I used to get a lot of support from the chat room but technical difficulties and lack of decent internet connection make that hard at the mo.
Just been looking at the "right to family life" as defined by human rights law and it seems that it's the right to "marry and have a family life".  I would like to know where the XXXX I'm meant to find a man who is suitable to start having kids with right this minute ffs


----------



## MissT (formally MissTurneriffic) (Mar 10, 2012)

I so sorry you are going through this. I'm afraid I have no advice or magic words for you buti just wanted to give you a big virtual hug and to let you know you are not alone.

Xxxxxx


----------



## even (Apr 15, 2012)

thanks a million mrs turneriffic xxxxxxxxxxxxxxxxxxxx


----------



## MissT (formally MissTurneriffic) (Mar 10, 2012)

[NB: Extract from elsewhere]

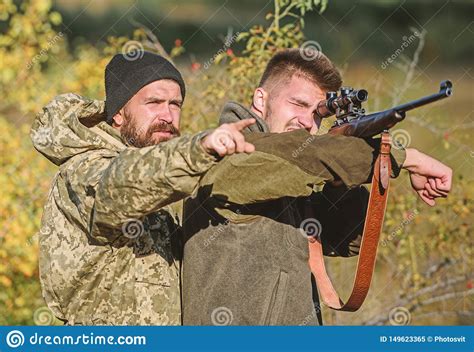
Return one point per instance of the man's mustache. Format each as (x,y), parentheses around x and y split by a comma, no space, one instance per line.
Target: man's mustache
(164,127)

How are you feeling today even? Xxxxxx

I know it's not much help and you may have already tried this or don't want to go down this route but I met my husband on match.com, have you thought about something like that? I went on dates and it kept my mind off other things. I also did a year of counselling and cbt which I think really helped me. 

I hope you find happiness soon in any form xxxxx


----------



## even (Apr 15, 2012)

thanks turneriffic xxxx

i tried online dating ages ago, speeddating and lonely hearts columns (replying).  I can't wait for a man anymore, my fertility is running out and I can't trust adoption unfortunately


thanks for the thought tho
ev


----------



## staceysm (Nov 18, 2010)

Even,

Have you thought about co-parenting?  Or is it not for you.


X


----------



## even (Apr 15, 2012)

thanks staceysm for your concern.  I have looked at co-parenting and it's not for me.  Being single isn't really my problem, not having kids is the problem, I can try to get a man later but I'm running out of time as far as kids are concerned cos social services can't be trusted so adoption can't be relied on.

Since I wrote the post, things have got a bit better because i'm finally able to get a place of my own but it's not going to happen for a bit and the waiting is doing my head in.

thanks again for your interest and i hope things are going well for you
even xxxx


----------